In hibernate the criteria API is used to create a graph of hibernate objects (implementations of the org.hibernate.Criteria interface and related objects) representing the required query. This graph of objects is then internally transformed to a JPQL query (basically a string). This string is then parsed and mapped to a SQL query. It is interesting to notice, that hibernate does not map the criteria object graph directly to SQL but rather goes through an intermediate JPQL query string. This process is repeated every time a criteria API query is executed.

Obviously, this process requires a lot of CPU cycles each time a query is executed. In cases when such queries are run very often this might already be a prohibitive factor. Unfortunately, it gets even worse.

The even more concerning issue is part of the process of transforming JPQL queries to SQL. Hibernate tries to load some of the tokens in the JPQL query as classes to determine whether they are actually classes. This results in hibernate calling ClassLoader.loadClass() with parameters like "a0", "b1" etc.

Class-loaders are organized in hierarchies. In an enterprise application a WAR class-loader would have a parent EAR class-loader with a parent the application server class-loader and so on. The default behaviour of each class-loader, when looking for a class, is to first try to load the class from the parent class-loader. If this fails, it will try to load the class itself. As a result of this strategy, trying to load a non-existent class is pretty much the worst-case scenario for a class-loader - it has to look for the class in the root class-loader and in each class-loader down the hierarchy to finally determine that the class is not known and throw a ClassNotFoundException. This has two issues. First of all, normally class-loaders do not cache such cases. When a class is found, some class-loaders might remember that (cache it) so that subsequent calls are much faster. Missing classes are usually not cached. This means that looking for a non-existent class (even the same one) over and over again always hits this worst-case scenario causing each class-loader to go through all of its classes. The second issue lays in the way the some class-loaders (e.g. the WebLogic application server class-loader) which assume that loading classes does not happen that often and use a very coarse-grained locking - loading a class basically locks the class-loader through the whole search process.

Lets get back to our criteria API query. One enterprise application obviously has one single class-loader instance (and the same class-loaders on the way up in the hierarchy). Each criteria API query tries to get the lock on the same class-loader while looking for JPQL tokens.
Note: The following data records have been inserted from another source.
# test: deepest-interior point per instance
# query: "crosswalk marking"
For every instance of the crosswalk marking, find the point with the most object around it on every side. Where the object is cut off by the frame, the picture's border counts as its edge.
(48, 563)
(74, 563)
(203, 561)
This results in all criteria API queries contending for the same locks - a high lock contention in the class-loader and sync times are what follows.

In this blog post we saw that one needs to be willing to pay a very high price to use use criteria API with hibernate. Depending on the performance requirements it might be okay for some applications. For others, however, that is absolutely prohibitive and any high-load process must not use criteria API. My advice as a performance engineer is to avoid criteria APIs as much as possible. In many cases it is possible to use a few named queries (which, by the way, go through the same JPQL to SQL process but only once upon start-up) or even revert to native SQL or other technologies.